While this new guidance does not identify every instance in which COVID-19 or “long COVID” constitutes a disability, it does clarify that “long COVID can be a disability under the ADA, Section 504, and Section 1557 if it substantially limits one or more major life activities.” According to the Centers for Disease Control and Prevention (CDC), individuals experiencing long COVID — so called “long haulers” — may experience (non-exhaustively) tiredness or fatigue, difficulty thinking or concentrating, shortness of breath or difficulty breathing, headache, dizziness while standing, heart palpitations, chest pain, cough, joint or muscle pain, depression or anxiety, fever, or loss of taste or smell.

Others may develop organ damage or autoimmune conditions. Because of the potential for long term symptoms lasting weeks or months after contracting COVID-19, long COVID may now constitute a physical or mental impairment under the ADA, Section 504, and Section 1557.

Critically, the DHS and DOJ’s new guidance carves out Title I of the ADA, which applies to private employers. And this guidance does not state that long COVID is always a disability.
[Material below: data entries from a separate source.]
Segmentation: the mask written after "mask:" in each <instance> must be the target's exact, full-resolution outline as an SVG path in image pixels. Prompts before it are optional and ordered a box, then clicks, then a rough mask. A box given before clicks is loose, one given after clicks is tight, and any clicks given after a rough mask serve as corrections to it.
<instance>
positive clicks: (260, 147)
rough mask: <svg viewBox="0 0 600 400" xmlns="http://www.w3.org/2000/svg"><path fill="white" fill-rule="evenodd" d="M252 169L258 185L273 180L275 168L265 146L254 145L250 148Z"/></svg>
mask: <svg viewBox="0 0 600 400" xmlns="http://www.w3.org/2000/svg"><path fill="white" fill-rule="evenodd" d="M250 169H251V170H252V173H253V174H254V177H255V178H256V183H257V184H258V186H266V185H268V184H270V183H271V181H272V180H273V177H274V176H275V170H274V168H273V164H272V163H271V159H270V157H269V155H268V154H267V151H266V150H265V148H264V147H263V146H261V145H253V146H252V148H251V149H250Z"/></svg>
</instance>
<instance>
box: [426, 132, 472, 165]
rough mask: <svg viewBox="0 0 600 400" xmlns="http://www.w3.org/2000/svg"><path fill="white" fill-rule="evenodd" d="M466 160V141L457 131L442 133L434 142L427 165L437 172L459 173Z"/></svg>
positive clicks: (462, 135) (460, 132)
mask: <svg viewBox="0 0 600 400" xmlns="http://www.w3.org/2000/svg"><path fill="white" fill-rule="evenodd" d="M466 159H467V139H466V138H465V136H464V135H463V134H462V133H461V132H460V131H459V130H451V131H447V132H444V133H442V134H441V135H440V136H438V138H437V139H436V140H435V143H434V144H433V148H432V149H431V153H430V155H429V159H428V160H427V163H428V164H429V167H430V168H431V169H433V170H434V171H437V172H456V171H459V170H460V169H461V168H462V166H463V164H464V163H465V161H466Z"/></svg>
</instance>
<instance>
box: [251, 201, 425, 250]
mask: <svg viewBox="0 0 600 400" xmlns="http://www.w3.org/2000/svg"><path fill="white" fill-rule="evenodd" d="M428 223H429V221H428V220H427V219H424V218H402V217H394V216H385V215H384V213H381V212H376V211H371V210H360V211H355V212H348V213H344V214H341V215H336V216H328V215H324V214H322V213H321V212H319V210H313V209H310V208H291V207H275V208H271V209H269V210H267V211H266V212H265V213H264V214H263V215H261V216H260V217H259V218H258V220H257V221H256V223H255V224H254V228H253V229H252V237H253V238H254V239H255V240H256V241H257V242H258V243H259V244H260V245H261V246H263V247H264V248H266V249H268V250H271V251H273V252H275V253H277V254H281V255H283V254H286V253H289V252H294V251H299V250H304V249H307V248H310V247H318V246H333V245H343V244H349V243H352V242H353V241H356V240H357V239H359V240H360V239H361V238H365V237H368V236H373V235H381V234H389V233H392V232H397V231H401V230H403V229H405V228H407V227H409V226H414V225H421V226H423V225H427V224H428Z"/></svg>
Instead, “an individualized assessment is necessary to determine whether a person’s long COVID condition or any of its symptoms substantially limits a major life activity.”

Though this new guidance does not apply to private employers, the U.S. Department of Labor has updated its website with resources on requesting and providing workplace accommodations for individuals with long COVID. The following steps are recommended for employers assessing whether reasonable accommodations are necessary for employees experiencing the effects of long COVID:

• Review the company’s disability accommodation policies or other documents addressing the company’s compliance with the ADA and other federal and state laws.

• Engage employees in the company’s interactive process to determine the scope of the employee’s long COVID symptoms and whether they affect his or her ability to perform one or more major life activities (e.g. seeing, hearing, eating, walking, standing, sitting, reaching, etc.).

• Consider what adjustments, if any, may be made to an employee’s work environment to address the effects of long COVID and allow the employee to continue performing the essential functions of his or her role.